Tensorflow

Tensorflow is an open source framework for machine learning specially for neural networks.

pip3 install tensorflow # CPU
pip3 install tensorflow-gpu # GPU


In [1]:
import tensorflow as tf

Computational Graph


In [2]:
node1 = tf.constant(3.0, dtype=tf.float32)
node2 = tf.constant(4.0) # also tf.float32 implicitly
print(node1, node2)


Tensor("Const:0", shape=(), dtype=float32) Tensor("Const_1:0", shape=(), dtype=float32)

In [3]:
sess = tf.Session()
print(sess.run([node1, node2]))


[3.0, 4.0]

In [4]:
node3 = tf.add(node1, node2)
print("node3:", node3)
print("sess.run(node3):", sess.run(node3))
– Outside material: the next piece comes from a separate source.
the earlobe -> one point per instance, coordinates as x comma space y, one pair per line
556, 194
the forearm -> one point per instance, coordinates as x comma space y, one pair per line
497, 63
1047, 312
node3: Tensor("Add:0", shape=(), dtype=float32)
sess.run(node3): 7.0

Placeholder


In [5]:
a = tf.placeholder(tf.float32)
b = tf.placeholder(tf.float32)
adder_node = a + b  # + provides a shortcut for tf.add(a, b)

In [6]:
print(sess.run(adder_node, {a: 3, b: 4.5}))
print(sess.run(adder_node, {a: [1, 3], b: [2, 4]}))


7.5
[ 3.  7.]


In [7]:
add_and_triple = adder_node * 3.
print(sess.run(add_and_triple, {a: 3, b: 4.5}))


22.5

Variable


In [18]:
W = tf.Variable([.3], dtype=tf.float32)
b = tf.Variable([-.3], dtype=tf.float32)
x = tf.placeholder(tf.float32)

A Simple Linear Model


In [19]:
linear_model = W * x + b

In [20]:
# do this explicitly to initialize variables
init = tf.global_variables_initializer()
sess.run(init)

In [21]:
print(sess.run(linear_model, {x: [1, 2, 3, 4]}))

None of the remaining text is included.